Variety‘s Kris Tapley is proclaiming that Joel and Ethan Coen‘s The Ballad of Buster Scruggs is no longer a six-part Netflix anthology series but a feature film using an anthology structure? Am I reading this right?

So a few months ago the Coens said to Netflix, “Sorry, guys, but that western anthology series we sold you on, that six-segment concept that might’ve run somewhere between three and six hours…sorry but we prefer the idea of a feature film with a six-chapter structure.”

In other words the Coens wrote six segments that would have minimally run a half-hour (or possibly 45 minutes or an hour) each, and then decided to trim each segment down to, what, 20-minute vignettes for a grand narrative total of 120 minutes plus main titles and end credits? And now they’re debuting the feature at the Venice Film Festival with Tapley and others hailing a new potential Best Picture contender?

10:10 pm update: “Actually, it was always a feature script,” a friend informs. “Then they had the idea to cut it up into a six-part series. One assumes that, in the end, this proved easier said than done.”

I don’t know if this is how Tim Blake Nelson will appear in Joel and Ethan Coen’s The Ballad of Buster Scruggs, but he definitely looks, uhm, ornery and scraggly.

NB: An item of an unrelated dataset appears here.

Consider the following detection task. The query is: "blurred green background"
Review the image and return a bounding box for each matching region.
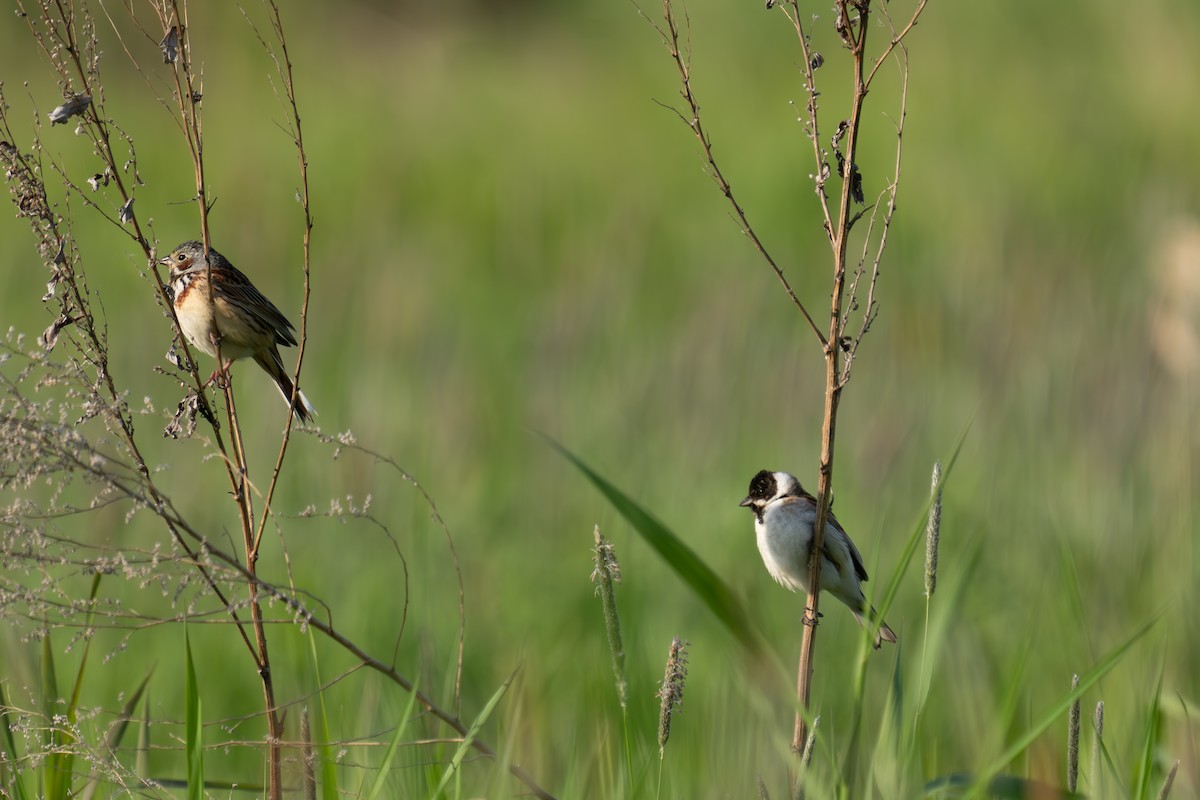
[2,0,1199,796]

Way back in the summer of ’17, when this here thang was a Netlix anthology series, the six segments were described as follows:

(1) “The Ballad of Buster Scruggs” — The story of a singing cowboy named Buster Scruggs (Tim Blake Nelson);

(2) “Near Algodones” — A high-plains drifter whose own fecklessness dogs his attempts at bank robbery and cattle driving, costarring James Franco, Ralph Ineson and Stephen Root;

(3) “Meal Ticket” — The story of an actor and impresario of a traveling show;

(4) “All Gold Canyon”– A prospector (possibly Tom Waits) happily finds a gold seam but then unhappily finds an evil encroacher;

(5) “The Gal Who Got Rattld” — The story of two trail bosses on the Oregon Trail and a woman on the wagon train who needs the help of one of them and who might be a marriage prospect for the other, w/ Zoe Kazan and Jackamoe Buzzell; and

(6) “The Mortal Remains” — Five very different passengers find themselves on a stagecoach to a mysterious destination w/ Tyne Daly, Saul Rubinek.

Liam Neeson and Brendan Gleeson are also listed as costars.

Here’s the thang: With the exception of Franco and Neeson, none of the Buster Scruggs cast members are leads — they could all be compassionately described as off-center, eccentric, funny-looking character types. So right off the top the film is charisma-challenged. No Josh Brolin, no Javier Bardem, no Frances McDormand, no Tommy Lee Jones, no George Clooney, no Jeff Bridges, no Hailee Steinfeld.

Official Coen statement: “We’ve always loved anthology movies, especially those films made in Italy in the ’60s” — i.e., RoGoPaG — “which set side-by-side the work of different directors on a common theme. Having written an anthology of Western stories we attempted to do the same, hoping to enlist the best directors working today. It was our great fortune that they both agreed to participate.”